The Center for Advance Logistics Management is pleased to host a two-day conference on Supply Chain Innovations on Feb. 22 and 23, 2012 in Savannah, GA. The conference is an outgrowth of on-going research and education efforts by Albany State University, partnered with Albany Technical College.
The conference will be held at the Marriott Savannah Riverfront. The conference theme is “Leveraging technology for security, resilience and optimization in Defense supply chains.”
Information technology is being leveraged to provide enormous competitive advantage in globally connected supply chains. Technology is a source of innovation and competitive advantage, but it also makes supply chains vulnerable to cyber threats.
Advanced supply chains recognize and manage risk, and build security and resilience while they optimize performance.
IT underpins all of the elements of supply chain management. Sharing of information across processes in the supply chain affect everything from materials extraction and sourcing through manufacturing, transportation, distribution, finance, payments, security and customer relations.
The Department of Defense relies heavily on private-sector infrastructure for its supply chains.
While supply chains move materials through normal distribution channels (air, sea and land-based shipping), supply chain information travels on the Internet. Today we know that security and resiliency in information and communications infrastructures is insufficient, resulting in serious vulnerabilities for supply chains.

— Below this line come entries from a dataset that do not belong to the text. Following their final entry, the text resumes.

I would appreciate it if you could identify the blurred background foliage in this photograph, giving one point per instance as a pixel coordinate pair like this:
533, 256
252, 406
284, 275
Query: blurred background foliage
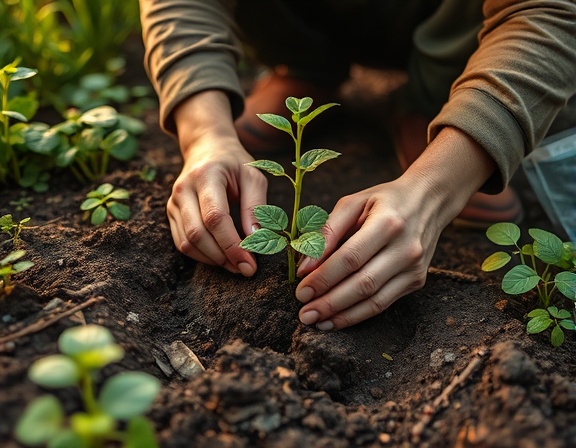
76, 46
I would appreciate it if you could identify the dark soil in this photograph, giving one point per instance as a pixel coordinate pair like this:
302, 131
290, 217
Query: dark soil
448, 366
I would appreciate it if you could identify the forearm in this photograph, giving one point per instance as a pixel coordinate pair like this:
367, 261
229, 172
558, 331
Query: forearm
447, 174
190, 47
204, 115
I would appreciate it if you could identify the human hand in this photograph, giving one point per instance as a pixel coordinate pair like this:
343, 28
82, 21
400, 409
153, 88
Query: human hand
213, 174
379, 242
198, 209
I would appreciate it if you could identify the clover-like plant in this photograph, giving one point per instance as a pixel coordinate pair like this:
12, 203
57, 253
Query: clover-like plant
9, 265
547, 265
115, 415
104, 201
13, 228
18, 108
302, 235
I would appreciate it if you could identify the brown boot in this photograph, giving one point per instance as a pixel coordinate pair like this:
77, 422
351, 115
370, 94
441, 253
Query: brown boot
482, 209
268, 96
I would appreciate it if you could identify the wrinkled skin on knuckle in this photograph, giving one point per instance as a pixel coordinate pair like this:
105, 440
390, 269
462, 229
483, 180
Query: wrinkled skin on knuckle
213, 218
352, 259
367, 284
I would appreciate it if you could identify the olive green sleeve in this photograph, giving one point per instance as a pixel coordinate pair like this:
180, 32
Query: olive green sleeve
190, 46
516, 82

The risks and vulnerabilities in an improperly managed supply chain, from counterfeit equipment to malware to other avenues of attack, are real and growing. The Defense Department, through efforts such as the Trusted Foundry program and use of standards like Common Criteria (ISO/IEC 15408) is working to reduce its supply chain vulnerability footprint. This is not a small problem. Some have recommended government measures that mandate significant consequences for having inadequate cyber protections and requirements for reporting breaches and penetrations.
DoD programs that are mission critical or essential to national security or national defense have stepped up the requirements for compliance with DoD directives and Public Law requiring trusted components in the most important defense systems.
Agencies and departments are developing policies to keep a more watchful eye on vendors, partners, and others in their cyber supply chains and adopt best practices for mitigating risks across their systems and processes to protect your system against backdoor access or other deliberate mischief.